DeepGraph is not meant to replace or compete with already existing Python network libraries, such as NetworkX or graph_tool, but rather to combine and extend their capabilities with the merits of Pandas. For that matter, the core class of DeepGraph provides interfacing methods to convert to common network representations and graph objects of popular Python network packages.

Deepgraph also implements a number of useful plotting methods, including drawings on geographical map projections.

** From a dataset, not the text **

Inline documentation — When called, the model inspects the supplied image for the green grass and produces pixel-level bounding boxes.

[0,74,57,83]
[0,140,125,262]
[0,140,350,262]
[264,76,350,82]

It’s also possible to represent multilayer networks by deep graphs. We’re thinking of implementing an interface to a suitable package dedicated to the analysis of multilayer networks.

Note

Please acknowledge the authors and cite the use of this software when results are used in publications or published elsewhere. Various citation formats are available here: https://aip.scitation.org/action/showCitFormats?type=show&doi=10.1063%2F1.4952963

For your convenience, you can find the BibTex entry below:

@Article{traxl-2016-deep,
    author      = {Dominik Traxl AND Niklas Boers AND J\"urgen Kurths},
    title       = {Deep Graphs - A general framework to represent and analyze
                   heterogeneous complex systems across scales},
    journal     = {Chaos},
    year        = {2016},
    volume      = {26},
    number      = {6},
    eid         = {065303},
    doi         = {http://dx.doi.org/10.1063/1.4952963},
    eprinttype  = {arxiv},
    eprintclass = {physics.data-an, cs.SI, physics.ao-ph, physics.soc-ph},
    eprint      = {http://arxiv.org/abs/1604.00971v1},
    version     = {1},
    date        = {2016-04-04},
    url         = {http://arxiv.org/abs/1604.00971v1}
}

To get started, have a look at

Want to share feedback, or contribute?

So far the package has only been developed by me, a fact that I would like to change very much. So if you feel like contributing in any way, shape or form, please feel free to contact me, report bugs, create pull requestes, milestones, etc. You can contact me via email: dominik.traxl@posteo.org

Note

This documentation assumes general familiarity with NumPy and Pandas. If you haven’t used these packages, do invest some time in learning about them first.

Note

DeepGraph is free software; you can redistribute it and/or modify it under the terms of the BSD License. We highly welcome contributions from the community.